Overall, nursing home operators are well-regulated and follow federal guidelines, said Greg Crist, a Washington-based spokeswoman for the American Health Care Association, which represents the largest share of skilled nursing facilities nationwide. He added the report should have included context about other measures of quality care, such as the agency's rating system, which shows more homes are earning the top five-star rating than when the system began in 2009.

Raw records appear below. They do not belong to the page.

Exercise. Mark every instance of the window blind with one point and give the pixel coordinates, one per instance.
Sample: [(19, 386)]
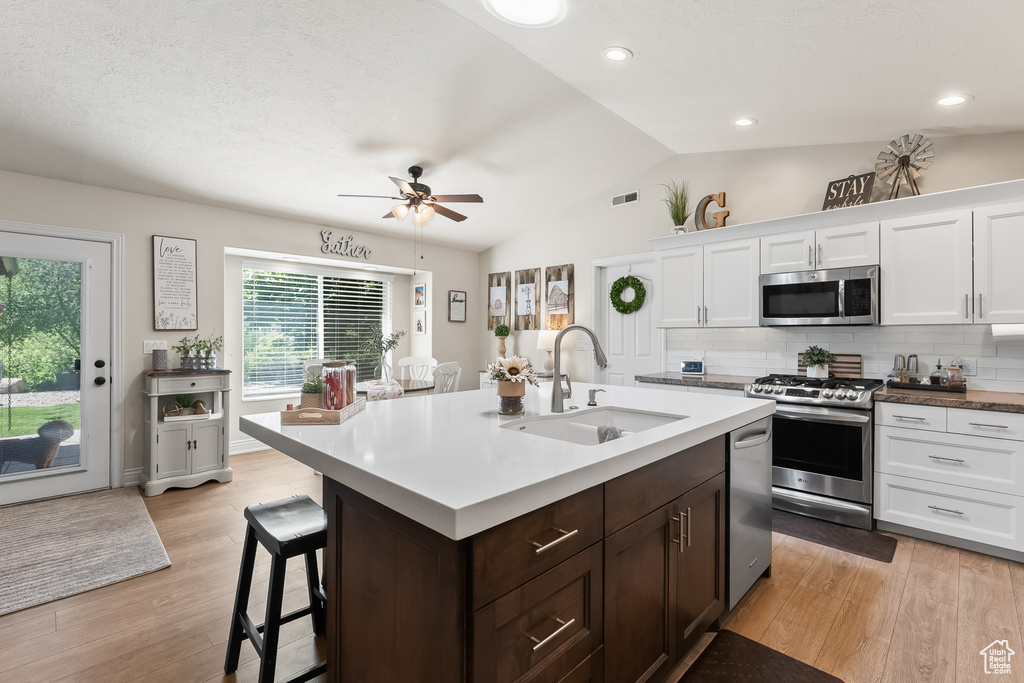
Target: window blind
[(292, 315)]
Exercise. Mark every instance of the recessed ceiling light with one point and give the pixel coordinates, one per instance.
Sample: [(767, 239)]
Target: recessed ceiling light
[(617, 53), (528, 13), (952, 100)]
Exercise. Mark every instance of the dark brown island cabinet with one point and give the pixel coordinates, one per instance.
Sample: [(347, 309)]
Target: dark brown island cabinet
[(612, 584)]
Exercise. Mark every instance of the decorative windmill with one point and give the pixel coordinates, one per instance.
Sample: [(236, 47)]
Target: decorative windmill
[(901, 162)]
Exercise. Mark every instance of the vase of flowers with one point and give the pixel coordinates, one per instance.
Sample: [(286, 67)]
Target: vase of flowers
[(381, 344), (512, 374)]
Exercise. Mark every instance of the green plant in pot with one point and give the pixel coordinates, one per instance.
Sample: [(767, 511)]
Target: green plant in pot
[(816, 359), (502, 332), (677, 198), (312, 389)]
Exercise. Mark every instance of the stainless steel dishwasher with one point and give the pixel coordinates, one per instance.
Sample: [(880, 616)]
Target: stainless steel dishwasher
[(750, 507)]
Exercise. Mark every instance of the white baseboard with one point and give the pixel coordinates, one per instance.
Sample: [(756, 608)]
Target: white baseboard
[(133, 477), (246, 445)]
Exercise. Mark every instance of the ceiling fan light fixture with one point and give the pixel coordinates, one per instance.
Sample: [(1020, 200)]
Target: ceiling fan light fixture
[(528, 13), (424, 213), (400, 212)]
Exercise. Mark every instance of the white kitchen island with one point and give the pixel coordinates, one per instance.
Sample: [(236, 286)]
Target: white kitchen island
[(460, 551)]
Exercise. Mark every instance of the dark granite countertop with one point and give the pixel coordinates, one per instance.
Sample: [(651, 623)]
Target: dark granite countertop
[(711, 381), (998, 401)]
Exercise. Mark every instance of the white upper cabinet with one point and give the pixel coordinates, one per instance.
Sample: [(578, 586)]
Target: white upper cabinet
[(711, 286), (731, 284), (840, 247), (927, 269), (998, 273)]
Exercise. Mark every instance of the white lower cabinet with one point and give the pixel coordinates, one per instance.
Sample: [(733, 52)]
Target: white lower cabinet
[(938, 470)]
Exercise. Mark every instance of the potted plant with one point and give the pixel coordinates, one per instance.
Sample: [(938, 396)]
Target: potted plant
[(380, 345), (312, 389), (816, 360), (502, 332), (677, 197)]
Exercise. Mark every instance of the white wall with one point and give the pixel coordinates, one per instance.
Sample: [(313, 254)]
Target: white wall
[(759, 184), (33, 200)]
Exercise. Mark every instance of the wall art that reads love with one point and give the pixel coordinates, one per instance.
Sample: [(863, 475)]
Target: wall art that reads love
[(174, 284)]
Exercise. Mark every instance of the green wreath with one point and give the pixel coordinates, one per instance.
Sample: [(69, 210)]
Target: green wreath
[(627, 307)]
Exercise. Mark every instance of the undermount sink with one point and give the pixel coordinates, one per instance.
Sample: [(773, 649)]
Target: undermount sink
[(583, 427)]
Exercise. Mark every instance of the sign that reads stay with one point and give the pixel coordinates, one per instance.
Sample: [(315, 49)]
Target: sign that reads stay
[(849, 191)]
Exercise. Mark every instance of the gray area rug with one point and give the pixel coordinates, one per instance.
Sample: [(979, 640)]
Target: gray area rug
[(52, 549)]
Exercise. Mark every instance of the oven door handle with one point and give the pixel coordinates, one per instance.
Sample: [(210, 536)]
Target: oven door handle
[(818, 414)]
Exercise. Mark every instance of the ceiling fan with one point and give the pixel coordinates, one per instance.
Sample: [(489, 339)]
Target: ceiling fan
[(420, 201)]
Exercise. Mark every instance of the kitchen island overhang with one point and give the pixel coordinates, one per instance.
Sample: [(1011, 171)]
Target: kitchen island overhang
[(443, 462)]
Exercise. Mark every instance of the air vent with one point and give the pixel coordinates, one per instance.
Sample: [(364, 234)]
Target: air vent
[(626, 199)]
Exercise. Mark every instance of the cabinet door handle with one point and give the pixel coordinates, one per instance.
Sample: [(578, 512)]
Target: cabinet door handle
[(564, 535), (542, 643), (948, 460)]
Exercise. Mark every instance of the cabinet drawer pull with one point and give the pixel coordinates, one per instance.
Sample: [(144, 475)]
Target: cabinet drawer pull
[(948, 460), (542, 643), (684, 522), (564, 535)]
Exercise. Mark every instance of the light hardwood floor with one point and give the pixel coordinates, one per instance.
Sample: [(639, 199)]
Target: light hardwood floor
[(923, 617)]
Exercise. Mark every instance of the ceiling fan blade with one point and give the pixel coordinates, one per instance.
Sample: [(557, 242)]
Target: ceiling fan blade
[(448, 213), (457, 198), (403, 186)]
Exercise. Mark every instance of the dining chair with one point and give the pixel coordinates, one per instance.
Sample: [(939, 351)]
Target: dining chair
[(416, 367), (446, 377)]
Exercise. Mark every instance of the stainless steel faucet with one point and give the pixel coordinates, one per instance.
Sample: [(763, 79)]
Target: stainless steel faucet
[(557, 395)]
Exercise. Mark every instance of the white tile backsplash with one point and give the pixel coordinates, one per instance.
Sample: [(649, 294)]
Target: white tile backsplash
[(755, 351)]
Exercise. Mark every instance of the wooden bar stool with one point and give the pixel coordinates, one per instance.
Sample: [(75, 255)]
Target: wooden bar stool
[(287, 527)]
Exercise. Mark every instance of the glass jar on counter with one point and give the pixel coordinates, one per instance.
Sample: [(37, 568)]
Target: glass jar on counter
[(335, 385)]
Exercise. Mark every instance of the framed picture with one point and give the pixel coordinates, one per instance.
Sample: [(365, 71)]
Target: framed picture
[(499, 296), (174, 284), (527, 299), (559, 296), (457, 306)]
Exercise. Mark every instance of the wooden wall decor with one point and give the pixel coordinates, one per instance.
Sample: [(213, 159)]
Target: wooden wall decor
[(852, 190), (527, 299), (499, 298), (698, 216), (559, 296)]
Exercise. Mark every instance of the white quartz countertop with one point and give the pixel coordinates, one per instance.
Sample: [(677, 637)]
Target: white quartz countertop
[(442, 461)]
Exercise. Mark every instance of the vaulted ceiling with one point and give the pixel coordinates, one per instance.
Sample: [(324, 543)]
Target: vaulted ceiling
[(279, 105)]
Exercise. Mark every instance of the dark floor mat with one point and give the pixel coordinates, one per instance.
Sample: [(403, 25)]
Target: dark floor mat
[(857, 541), (733, 658)]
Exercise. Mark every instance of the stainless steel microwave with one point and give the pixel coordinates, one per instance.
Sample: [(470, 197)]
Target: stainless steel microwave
[(840, 296)]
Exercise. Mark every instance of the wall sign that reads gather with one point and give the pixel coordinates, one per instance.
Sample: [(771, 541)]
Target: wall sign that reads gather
[(343, 246), (639, 294)]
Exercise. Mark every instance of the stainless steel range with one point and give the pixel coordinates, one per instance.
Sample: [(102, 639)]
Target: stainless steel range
[(822, 458)]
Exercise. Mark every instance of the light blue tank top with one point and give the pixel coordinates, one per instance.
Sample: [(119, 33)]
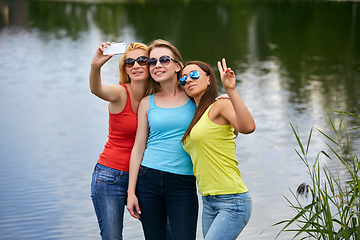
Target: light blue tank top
[(164, 151)]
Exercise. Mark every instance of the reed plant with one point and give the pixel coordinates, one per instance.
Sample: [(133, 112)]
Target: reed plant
[(334, 210)]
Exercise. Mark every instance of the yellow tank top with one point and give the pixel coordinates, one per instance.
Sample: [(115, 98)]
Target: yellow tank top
[(213, 152)]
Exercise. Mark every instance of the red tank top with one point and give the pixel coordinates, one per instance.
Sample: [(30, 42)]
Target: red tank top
[(122, 129)]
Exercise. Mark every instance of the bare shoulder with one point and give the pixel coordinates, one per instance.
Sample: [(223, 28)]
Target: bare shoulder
[(120, 91), (220, 104)]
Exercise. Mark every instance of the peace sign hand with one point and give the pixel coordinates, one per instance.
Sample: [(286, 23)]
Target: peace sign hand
[(227, 76)]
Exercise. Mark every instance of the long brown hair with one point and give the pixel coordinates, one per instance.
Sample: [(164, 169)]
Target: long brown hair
[(207, 98)]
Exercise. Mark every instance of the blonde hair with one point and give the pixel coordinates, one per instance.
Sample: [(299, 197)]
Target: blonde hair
[(160, 43), (124, 77)]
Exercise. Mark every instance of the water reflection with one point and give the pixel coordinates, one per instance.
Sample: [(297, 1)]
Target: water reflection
[(294, 61)]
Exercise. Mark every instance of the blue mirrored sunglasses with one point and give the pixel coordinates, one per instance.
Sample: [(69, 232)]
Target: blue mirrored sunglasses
[(193, 75)]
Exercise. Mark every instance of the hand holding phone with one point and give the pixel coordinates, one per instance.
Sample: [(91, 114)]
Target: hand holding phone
[(115, 48)]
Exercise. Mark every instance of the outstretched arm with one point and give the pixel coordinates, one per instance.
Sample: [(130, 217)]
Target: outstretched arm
[(238, 115), (137, 154), (105, 92)]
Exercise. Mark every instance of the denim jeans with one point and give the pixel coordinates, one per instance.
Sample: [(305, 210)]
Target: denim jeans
[(163, 196), (109, 195), (225, 216)]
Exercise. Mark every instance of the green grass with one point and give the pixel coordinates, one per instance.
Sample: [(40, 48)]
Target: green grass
[(334, 211)]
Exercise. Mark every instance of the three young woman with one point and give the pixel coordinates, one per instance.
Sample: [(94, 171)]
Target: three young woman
[(110, 177), (161, 181), (210, 141)]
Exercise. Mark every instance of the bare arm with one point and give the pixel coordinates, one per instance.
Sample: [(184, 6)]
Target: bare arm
[(137, 154), (238, 114), (108, 93)]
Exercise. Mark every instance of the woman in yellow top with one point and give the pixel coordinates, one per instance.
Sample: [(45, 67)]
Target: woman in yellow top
[(210, 141)]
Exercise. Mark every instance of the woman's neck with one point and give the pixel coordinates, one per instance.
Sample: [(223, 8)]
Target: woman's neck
[(138, 89)]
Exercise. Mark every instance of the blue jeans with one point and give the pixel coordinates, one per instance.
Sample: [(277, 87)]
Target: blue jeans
[(225, 216), (163, 196), (109, 195)]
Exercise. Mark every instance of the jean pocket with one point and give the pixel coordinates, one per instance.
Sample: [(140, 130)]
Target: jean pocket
[(248, 209), (106, 177), (225, 198), (143, 170)]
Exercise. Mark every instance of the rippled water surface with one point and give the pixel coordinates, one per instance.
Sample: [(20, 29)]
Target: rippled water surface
[(294, 61)]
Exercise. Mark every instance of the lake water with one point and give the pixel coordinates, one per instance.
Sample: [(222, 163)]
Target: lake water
[(294, 61)]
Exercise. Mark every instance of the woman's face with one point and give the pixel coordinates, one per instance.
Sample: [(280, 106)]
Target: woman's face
[(195, 87), (137, 72), (164, 69)]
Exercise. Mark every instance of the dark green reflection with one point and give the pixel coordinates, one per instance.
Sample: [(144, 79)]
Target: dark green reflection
[(315, 43)]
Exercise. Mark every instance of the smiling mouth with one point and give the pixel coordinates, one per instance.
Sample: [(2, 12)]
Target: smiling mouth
[(160, 72)]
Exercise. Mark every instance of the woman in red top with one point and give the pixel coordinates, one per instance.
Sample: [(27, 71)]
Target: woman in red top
[(110, 177)]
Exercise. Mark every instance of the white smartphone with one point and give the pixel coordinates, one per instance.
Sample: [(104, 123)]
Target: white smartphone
[(115, 48)]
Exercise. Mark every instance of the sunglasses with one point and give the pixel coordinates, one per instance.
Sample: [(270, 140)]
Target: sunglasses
[(194, 75), (164, 60), (129, 62)]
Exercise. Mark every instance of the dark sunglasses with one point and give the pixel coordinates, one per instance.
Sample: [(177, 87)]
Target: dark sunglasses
[(129, 62), (193, 75), (164, 60)]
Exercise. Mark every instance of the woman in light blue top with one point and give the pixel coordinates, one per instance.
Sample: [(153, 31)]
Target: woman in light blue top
[(161, 181)]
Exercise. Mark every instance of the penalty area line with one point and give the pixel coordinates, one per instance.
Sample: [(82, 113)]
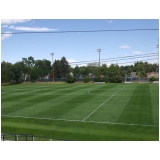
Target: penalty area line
[(67, 120)]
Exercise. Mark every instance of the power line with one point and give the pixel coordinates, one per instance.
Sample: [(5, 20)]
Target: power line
[(119, 30)]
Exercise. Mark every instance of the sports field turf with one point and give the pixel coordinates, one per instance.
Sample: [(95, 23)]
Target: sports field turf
[(82, 111)]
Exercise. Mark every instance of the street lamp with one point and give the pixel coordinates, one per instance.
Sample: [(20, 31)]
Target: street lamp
[(99, 50), (52, 66)]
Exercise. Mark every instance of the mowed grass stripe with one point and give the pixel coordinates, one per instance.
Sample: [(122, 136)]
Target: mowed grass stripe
[(155, 102), (103, 103), (65, 126), (138, 109)]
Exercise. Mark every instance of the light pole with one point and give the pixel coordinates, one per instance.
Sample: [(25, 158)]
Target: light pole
[(53, 67), (99, 50)]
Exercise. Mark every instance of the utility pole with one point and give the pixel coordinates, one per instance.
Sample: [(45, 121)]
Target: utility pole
[(53, 67), (99, 50)]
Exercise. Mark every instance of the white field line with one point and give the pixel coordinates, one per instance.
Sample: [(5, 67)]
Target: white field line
[(103, 103), (81, 121)]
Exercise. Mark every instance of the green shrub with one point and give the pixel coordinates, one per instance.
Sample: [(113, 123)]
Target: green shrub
[(70, 79), (86, 79)]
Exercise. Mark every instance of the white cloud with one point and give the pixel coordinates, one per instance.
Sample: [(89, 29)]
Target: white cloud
[(4, 26), (36, 29), (4, 36), (137, 52), (14, 21), (110, 21), (71, 60), (124, 46)]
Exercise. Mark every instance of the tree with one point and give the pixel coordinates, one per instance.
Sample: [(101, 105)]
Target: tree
[(76, 72), (70, 79), (29, 64), (86, 79)]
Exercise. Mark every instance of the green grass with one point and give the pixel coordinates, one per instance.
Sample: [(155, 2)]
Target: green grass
[(82, 112)]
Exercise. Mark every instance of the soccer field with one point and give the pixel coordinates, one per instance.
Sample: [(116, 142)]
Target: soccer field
[(101, 112)]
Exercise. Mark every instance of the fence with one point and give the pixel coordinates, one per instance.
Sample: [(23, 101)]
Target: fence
[(26, 137)]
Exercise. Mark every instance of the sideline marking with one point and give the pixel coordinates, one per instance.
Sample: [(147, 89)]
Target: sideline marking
[(89, 92), (82, 121), (103, 103)]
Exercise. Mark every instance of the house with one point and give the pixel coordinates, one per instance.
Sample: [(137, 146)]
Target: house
[(133, 74), (153, 74), (46, 76)]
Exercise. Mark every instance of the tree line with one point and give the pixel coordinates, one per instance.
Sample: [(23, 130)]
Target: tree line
[(29, 69)]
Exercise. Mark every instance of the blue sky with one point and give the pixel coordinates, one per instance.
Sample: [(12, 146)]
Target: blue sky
[(79, 46)]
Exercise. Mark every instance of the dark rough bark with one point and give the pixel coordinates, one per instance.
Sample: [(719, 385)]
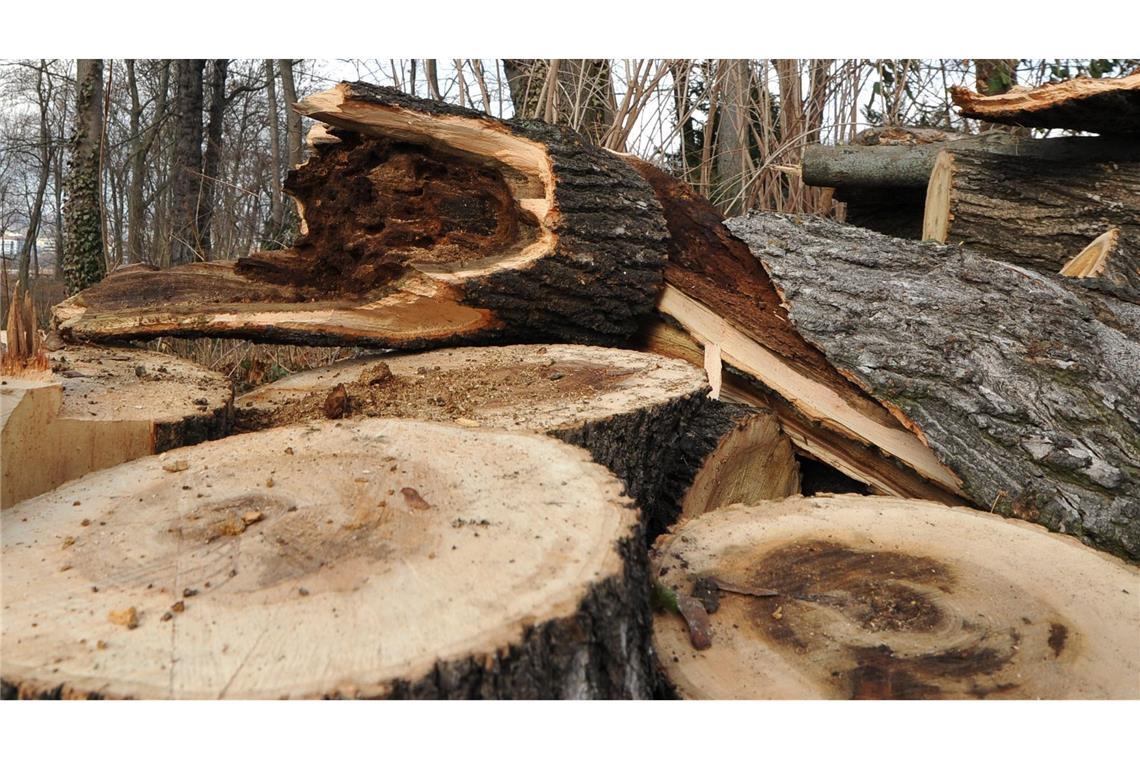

"We wish the OIG report had broadened its focus to look more at health outcomes, for when one uses CMS's own data on other quality measures, skilled nursing centers are trending toward better, not worse, health results," Crist said.
Virginia Fichera, who has relatives in two nursing homes in New York, said she would welcome a greater push for accountability at skilled nursing facilities.
"Once you're in a nursing home, if things don't go right, you're really a prisoner," said Fichera, a retired professor in Sterling, NY. "As a concerned relative, you just want to know the care is good, and if there are problems, why they are happening and when they'll be fixed."
Once residents are ready to go back home or transfer to another facility, federal law also requires that the homes write special plans to make sure patients are safely discharged.
Investigators found the homes didn't always do what was needed to ensure a smooth transition.
In nearly one-third of cases, facilities also did not provide enough information when the patient moved to another setting, the report found.